The trouble is that the whole expresses the "third world" party
line that the slow development of the "developing" nations is the
fault of the non-communist industrial nations, and that the only
way of increasing the rate of development is a massive wealth
transfer.

	Dr. Azize's paper is characterized by obsequiousness to the
communist countries and also towards O.P.E.C., disdaining to
complicate his argument by mentioning O.P.E.C.'s contribution
to the present difficulties of the underdeveloped countries.

	One can understand that this line is popular with the leaders
of underdeveloped countries since it excuses their failures.  One can
understand that it is popular with the communist countries who give
the third world nothing but weapons.  One can also understand why it
is popular with those whose road to power in the Western democracies
is based on instigation and manipulation of guilt feelings.

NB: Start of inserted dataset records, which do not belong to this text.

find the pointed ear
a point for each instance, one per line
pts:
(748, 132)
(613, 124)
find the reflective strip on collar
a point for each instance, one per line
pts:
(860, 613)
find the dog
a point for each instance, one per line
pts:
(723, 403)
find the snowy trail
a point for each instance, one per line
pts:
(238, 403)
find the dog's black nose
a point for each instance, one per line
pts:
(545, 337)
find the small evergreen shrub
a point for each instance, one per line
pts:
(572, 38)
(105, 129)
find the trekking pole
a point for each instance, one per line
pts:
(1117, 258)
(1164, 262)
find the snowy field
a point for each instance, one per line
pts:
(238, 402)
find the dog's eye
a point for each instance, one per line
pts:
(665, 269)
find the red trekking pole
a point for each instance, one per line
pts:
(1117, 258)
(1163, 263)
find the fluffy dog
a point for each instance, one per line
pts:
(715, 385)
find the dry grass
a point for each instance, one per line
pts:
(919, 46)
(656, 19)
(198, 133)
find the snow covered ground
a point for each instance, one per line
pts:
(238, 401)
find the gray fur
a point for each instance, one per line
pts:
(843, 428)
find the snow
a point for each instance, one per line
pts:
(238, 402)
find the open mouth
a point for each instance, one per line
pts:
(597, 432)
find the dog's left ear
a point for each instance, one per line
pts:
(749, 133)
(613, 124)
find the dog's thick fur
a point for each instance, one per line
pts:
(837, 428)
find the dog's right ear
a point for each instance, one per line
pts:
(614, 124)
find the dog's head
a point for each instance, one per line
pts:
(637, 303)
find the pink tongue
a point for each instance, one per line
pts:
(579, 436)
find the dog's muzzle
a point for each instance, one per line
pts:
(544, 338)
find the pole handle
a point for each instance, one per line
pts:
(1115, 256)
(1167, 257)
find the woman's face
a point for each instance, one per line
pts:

	However, the doctrine is false.  The industrial countries
did not cause the poverty of the underdeveloped countries.  In fact
those countries have advanced in direct proportion to their adoption
of the methods of the industrialized countries and in proportion to
the scale of their economic interaction with it.
Moreover, the success of Taiwan, South Korea, Hong Kong and Singapore,
Brazil and Mexico are not at all due to wealth transfers from
industrial countries.  Nor are the more limited successes of India
and Mainland China due to external aid.

	They have received much help out of good will and somewhat more
by accusatory demands.  However, this strategy is self-defeating for
two reasons.  First and foremost, it diverts internal attention from
the need for generating capital internally and from the need to
encourage both foreign and domestic entrepreneurial investment.

	Second, they aren't going to get the $300 billion they are
demanding.  The public of the industrial democracies, especially the
American public, increasingly resents the attitude expressed in the
article by Dr. Dadzie, albeit less stridently than it is likely to be
expressed in the U.N. Assembly.  This resentment has resulted and
increasingly will result in reduced foreign aid budgets.